Publikbicara.com – Mahkamah Konstitusi (MK) resmi menghapus aturan ambang batas pencalonan presiden atau presidential threshold 20 persen, sebagaimana tertuang dalam Putusan Perkara Nomor 62/PUU-XXI/2024.
Keputusan ini menjadi momen penting dalam sejarah demokrasi Indonesia, membuka jalan bagi seluruh partai politik peserta pemilu untuk mengusulkan pasangan calon presiden dan wakil presiden tanpa terkendala persentase perolehan kursi di DPR atau suara nasional.
Ketua MK, Suhartoyo, menjelaskan bahwa putusan ini memberikan pedoman bagi pembentuk undang-undang untuk melakukan rekayasa konstitusional demi menghindari membeludaknya jumlah calon presiden dan wakil presiden.
“Semua partai politik peserta pemilu berhak mengusulkan pasangan calon presiden dan wakil presiden,” ujar Suhartoyo dalam konferensi pers di Gedung MK, Jakarta, Kamis (2/1/2025).
Mekanisme Baru: Lebih Inklusif, Tapi Tetap Terukur
Dalam putusan tersebut, MK menetapkan sejumlah prinsip penting.
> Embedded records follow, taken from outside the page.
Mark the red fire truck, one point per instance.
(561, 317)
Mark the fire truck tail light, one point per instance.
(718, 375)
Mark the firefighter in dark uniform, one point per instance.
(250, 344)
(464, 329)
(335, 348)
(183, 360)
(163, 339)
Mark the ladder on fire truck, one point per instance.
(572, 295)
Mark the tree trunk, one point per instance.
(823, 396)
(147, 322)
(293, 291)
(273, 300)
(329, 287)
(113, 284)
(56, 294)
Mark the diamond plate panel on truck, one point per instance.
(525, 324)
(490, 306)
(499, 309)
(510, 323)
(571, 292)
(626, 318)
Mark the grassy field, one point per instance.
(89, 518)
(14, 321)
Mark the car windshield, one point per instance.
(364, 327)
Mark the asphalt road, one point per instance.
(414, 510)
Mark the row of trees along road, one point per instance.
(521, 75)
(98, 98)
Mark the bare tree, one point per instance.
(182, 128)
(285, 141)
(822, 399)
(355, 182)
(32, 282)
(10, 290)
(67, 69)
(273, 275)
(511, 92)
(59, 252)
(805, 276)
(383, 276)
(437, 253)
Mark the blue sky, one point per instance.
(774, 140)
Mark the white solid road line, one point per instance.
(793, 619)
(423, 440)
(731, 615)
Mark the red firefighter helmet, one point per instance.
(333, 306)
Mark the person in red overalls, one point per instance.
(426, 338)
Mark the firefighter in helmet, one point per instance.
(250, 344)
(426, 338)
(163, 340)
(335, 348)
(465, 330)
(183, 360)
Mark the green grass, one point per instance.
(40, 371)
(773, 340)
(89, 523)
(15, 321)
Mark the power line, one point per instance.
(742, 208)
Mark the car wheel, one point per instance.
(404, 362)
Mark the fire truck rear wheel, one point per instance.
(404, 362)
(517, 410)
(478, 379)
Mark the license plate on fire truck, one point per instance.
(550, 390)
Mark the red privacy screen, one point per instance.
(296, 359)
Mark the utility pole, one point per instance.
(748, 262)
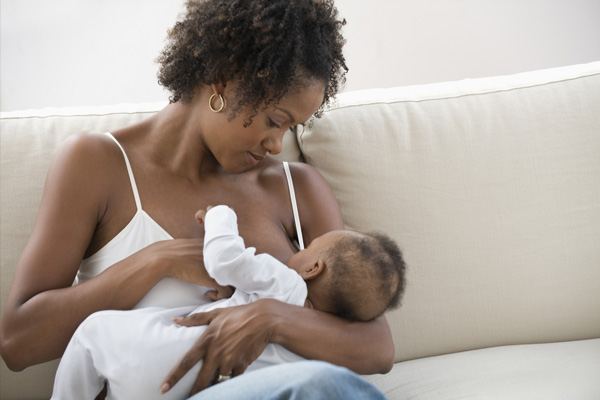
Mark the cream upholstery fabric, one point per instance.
(551, 371)
(492, 187)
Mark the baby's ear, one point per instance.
(313, 270)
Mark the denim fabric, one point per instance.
(303, 380)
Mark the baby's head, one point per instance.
(354, 275)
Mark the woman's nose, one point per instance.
(274, 144)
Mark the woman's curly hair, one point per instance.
(265, 45)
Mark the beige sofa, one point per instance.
(492, 187)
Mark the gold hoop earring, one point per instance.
(212, 97)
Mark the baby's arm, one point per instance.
(229, 262)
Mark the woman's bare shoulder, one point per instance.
(318, 208)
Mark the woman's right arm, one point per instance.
(43, 310)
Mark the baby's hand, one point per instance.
(220, 292)
(201, 214)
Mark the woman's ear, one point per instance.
(313, 270)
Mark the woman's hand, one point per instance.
(234, 338)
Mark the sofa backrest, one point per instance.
(492, 188)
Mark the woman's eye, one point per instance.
(272, 124)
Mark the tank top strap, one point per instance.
(136, 194)
(288, 175)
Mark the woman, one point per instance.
(120, 207)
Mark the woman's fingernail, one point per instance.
(164, 388)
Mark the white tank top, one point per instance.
(142, 231)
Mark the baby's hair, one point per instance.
(262, 44)
(365, 270)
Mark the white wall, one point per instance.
(91, 52)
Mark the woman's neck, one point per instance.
(178, 141)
Pertama, pengusulan pasangan calon oleh partai politik (parpol) atau gabungan parpol tidak lagi didasarkan pada ambang batas persentase kursi atau suara nasional.
Hal ini memberikan peluang lebih besar bagi parpol kecil untuk berpartisipasi secara setara dalam kontestasi pemilu.
Namun demikian, MK juga mengatur agar koalisi antarparpol tidak menciptakan dominasi yang berpotensi membatasi jumlah pasangan calon. “Koalisi yang terbentuk tidak boleh menyebabkan terbatasnya pilihan pemilih,” tambah Suhartoyo.
Sanksi Tegas bagi Parpol Pasif
Untuk memastikan partisipasi aktif seluruh parpol, MK menetapkan sanksi tegas bagi parpol yang tidak mengusulkan pasangan calon presiden dan wakil presiden.
“Partai politik yang tidak mengusulkan pasangan calon akan dikenakan sanksi larangan mengikuti pemilu periode berikutnya,” tegas Suhartoyo.
Dampak terhadap Dinamika Politik
Keputusan ini disambut beragam respons dari berbagai kalangan. Beberapa pihak memandang langkah ini sebagai kemenangan demokrasi, karena memperluas keterlibatan politik dan membuka peluang bagi lebih banyak kandidat dengan berbagai latar belakang.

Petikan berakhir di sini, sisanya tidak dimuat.